Ethiopia’s parliament on Thursday swore in Meaza Ashenafi as the country’s first female supreme court chief justice, building on efforts by reformist Prime Minister Abiy Ahmed to achieve gender parity in government.
The appointment of Meaza Ashenafi comes a week after Ethiopian members of parliament elected Sahle-Work Zewde as the country’s first female president, and two weeks after Abiy Ahmed named 10 female ministers to make Ethiopia the third country in Africa – after Rwanda and Seychelles – to have its cabinet split equally between men and women.
A prominent rights campaigner, Meaza recently served as an adviser on women’s rights at the Addis Ababa-based United Nations Economic Commission for Africa.
Naming her as his pick to head the Supreme Court, Abiy told lawmakers the court system needed improved capacities “to successfully implement demands made with regards to justice, democracy and change in our country.

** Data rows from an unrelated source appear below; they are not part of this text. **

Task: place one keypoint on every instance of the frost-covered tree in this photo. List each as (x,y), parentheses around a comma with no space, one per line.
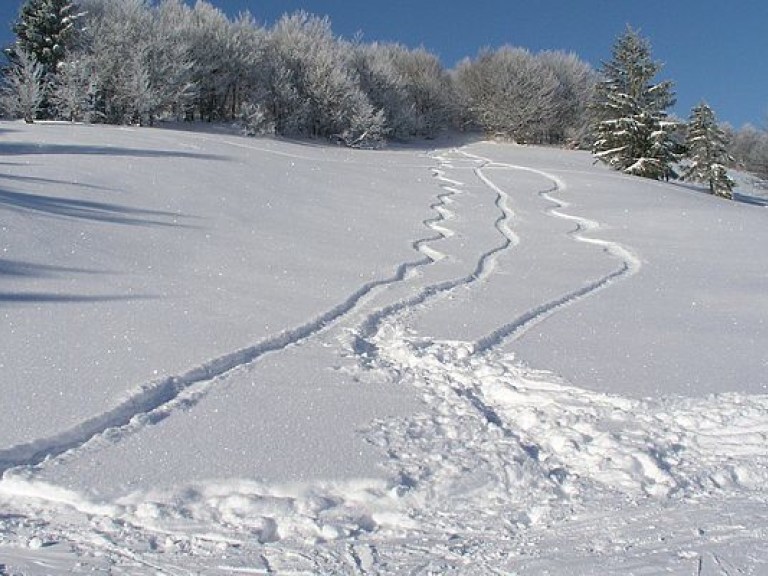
(45,29)
(569,121)
(310,88)
(75,89)
(707,151)
(24,87)
(377,76)
(508,92)
(429,93)
(632,130)
(749,147)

“I have made the nomination with the firm belief that she has the capacity required, with her vast international experience in mind.”
Parliament unanimously approved Abiy’s choice.
Under Ethiopia’s constitution, the court system operates independent of government.
Since his appointment in April, Abiy has presided over a series of reforms that have included the pardoning of dissidents long outlawed by the government and diplomatic overtures to long-term enemy Eritrea.
But they have so far failed to curtail unrest with over two million people displaced this year due to clashes – many pitting different ethnic groups against each other – in several parts of the country.